Defense Minister Ludivine Dedonder had a phone call with her Ukrainian counterpart, Rustem Umerov, on Monday. “Belgium will provide €611 million ($666 million) in military aid this year and has a long-term commitment to supporting the modernization of our defense forces,” Umerov said on X (formerly Twitter) following the conversation. Dedonder reposted the message.
The Belgian minister’s office then confirmed to Belga on Tuesday that the phone call had taken place, adding that the money for the promised aid would come from interest generated by frozen Russian assets stored in Belgium. The defense ministry did not issue any separate statement on the issue.
A total of $300 billion worth of Russian forex reserves have been frozen by G7 countries, the EU, and Australia since the start of the conflict between Moscow and Kiev in February 2022. Most of those reserves ($232 billion) are reportedly held in the EU, with $208 billion located in Belgium.
According to Belga, the vast majority of frozen Russian reserves are held by the Belgium-based Euroclear financial company, which continues to make “record profits.”
The US and its allies in Europe and elsewhere have so far been reluctant to consider confiscating frozen Russian assets, despite otherwise slapping Russia with unprecedented sanctions over its ongoing military campaign.
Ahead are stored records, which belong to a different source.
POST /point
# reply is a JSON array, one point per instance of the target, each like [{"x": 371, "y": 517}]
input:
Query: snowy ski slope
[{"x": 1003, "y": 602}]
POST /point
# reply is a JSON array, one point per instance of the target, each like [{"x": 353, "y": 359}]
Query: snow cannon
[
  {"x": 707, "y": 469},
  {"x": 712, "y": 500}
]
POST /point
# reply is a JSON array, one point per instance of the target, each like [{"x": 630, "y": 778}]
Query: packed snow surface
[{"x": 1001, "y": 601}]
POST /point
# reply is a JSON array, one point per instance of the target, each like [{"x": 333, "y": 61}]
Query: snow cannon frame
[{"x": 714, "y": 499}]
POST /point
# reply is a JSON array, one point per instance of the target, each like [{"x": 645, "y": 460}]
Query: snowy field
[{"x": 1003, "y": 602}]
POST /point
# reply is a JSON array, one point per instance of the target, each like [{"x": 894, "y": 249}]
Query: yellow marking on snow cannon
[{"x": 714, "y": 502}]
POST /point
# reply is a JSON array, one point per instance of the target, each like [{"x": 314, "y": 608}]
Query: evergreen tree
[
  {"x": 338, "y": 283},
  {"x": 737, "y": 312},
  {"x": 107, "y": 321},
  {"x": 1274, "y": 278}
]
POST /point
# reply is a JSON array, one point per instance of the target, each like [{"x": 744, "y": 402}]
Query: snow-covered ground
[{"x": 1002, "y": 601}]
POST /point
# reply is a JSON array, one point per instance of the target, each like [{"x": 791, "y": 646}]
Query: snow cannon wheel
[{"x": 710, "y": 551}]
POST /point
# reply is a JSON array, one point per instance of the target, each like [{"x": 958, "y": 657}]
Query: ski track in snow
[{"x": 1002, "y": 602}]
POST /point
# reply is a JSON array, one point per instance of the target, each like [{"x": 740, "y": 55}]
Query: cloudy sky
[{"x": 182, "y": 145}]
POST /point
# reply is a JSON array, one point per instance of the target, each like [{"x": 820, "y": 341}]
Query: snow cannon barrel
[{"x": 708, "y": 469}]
Russia’s RIA Novosti news agency reported this week that the West could stand to lose almost just as much money as it would seize from Russia if it proceeds with its confiscation plan.
Calls for the seizure of assets have grown louder in recent months, according to the media. In December, the Financial Times reported that Washington had proposed that working groups from the G7 explore ways to confiscate the $300 billion in frozen Russian assets on February 24, 2024. Bloomberg also reported that the idea had received support from the White House.
On Tuesday, Reuters reported that EU member states had so far failed to reach an agreement on the risky move, and such a possibility remained “unlikely.” Last month, Brussels proposed seizing interest generated by the frozen Russian funds instead while leaving the principal intact.